Luther sourit. Le discours blasphématoire de son oncle lui rappela quelques épisodes savoureux de sa propre enfance passée dans le château. Il revit Déménor ronfler durant les sermons du prêtre, et contraint d’assister aux célébrations religieuses par son épouse, très croyante. Les relations entre Déménor et le temple n’étaient pas au beau fixe, et seul l’éloignement géographique de Loth empêchait les hommes de Dieu d’y assoir leur autorité.


Les hommes étaient de plus en plus souls. Luther commençait à éprouver une délicieuse sensation de flottement. Son oncle et lui partageaient d’anciens souvenirs et éclataient d’un rire sans retenue. Tiago se comportait de manière inconvenante avec les servantes, laissant trainer ses mains avec nonchalance sur leur corps à chaque passage. Repérant son manège, Déménor tenta de prendre la défense de son personnel.


— Votre Excellence a les mains baladeuses, lança-t-il d’un ton moqueur. L’expédition était longue je présume ? Je peux vous indiquer à vous et à vos hommes une adresse bien connue. La gérante choisit ses filles avec le plus grand soin…


—Vos vulgaires servantes ne m’intéressent pas, coupa Tiago. Il est évident que vous ignorez tout ce qu’un homme raffiné peut désirer…


Il regarda les murs en pierre nue de la salle de banquet et toucha du bout des doigts la vaisselle peu couteuse. Il eut un rictus de dédain.


— Vraiment, ne vous donnez pas cette peine, j’ai déjà des projets pour ce soir, poursuivit-il.


Un affreux sourire laissa voir ses petites dents pointues. Déménor répondit d’un air joyeux :


— Voilà bien le fils de Magnus. Peu importe le trou à rat où il se trouvait, cet enfant de putain était capable de trouver une femme pour combler ses désirs !


Un silence gêné accueillit cette révélation.
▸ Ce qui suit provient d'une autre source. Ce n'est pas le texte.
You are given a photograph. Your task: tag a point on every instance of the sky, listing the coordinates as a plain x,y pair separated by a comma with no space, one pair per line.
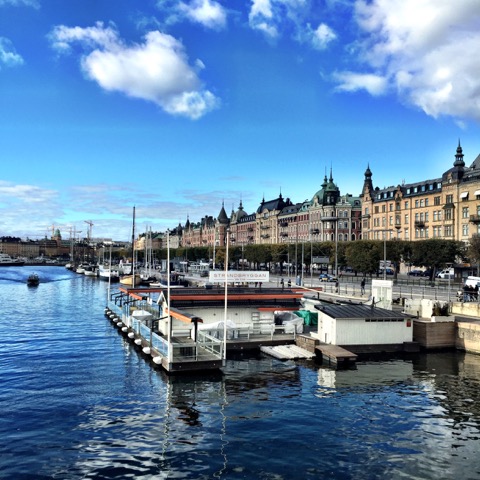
180,107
Tous avaient le regard rivé sur le Prince pour jauger sa réaction. Luther était effaré de l'audace de son oncle, même s'ils étaient les seuls à saisir l'allusion derrière les paroles de Déménor.


Tiago plissa les yeux un instant avant d’éclater de rire.


— Ma mère m’a dit bien des choses sur votre compte, mon oncle. Mais elle a omis de me parler de votre sens de l’humour.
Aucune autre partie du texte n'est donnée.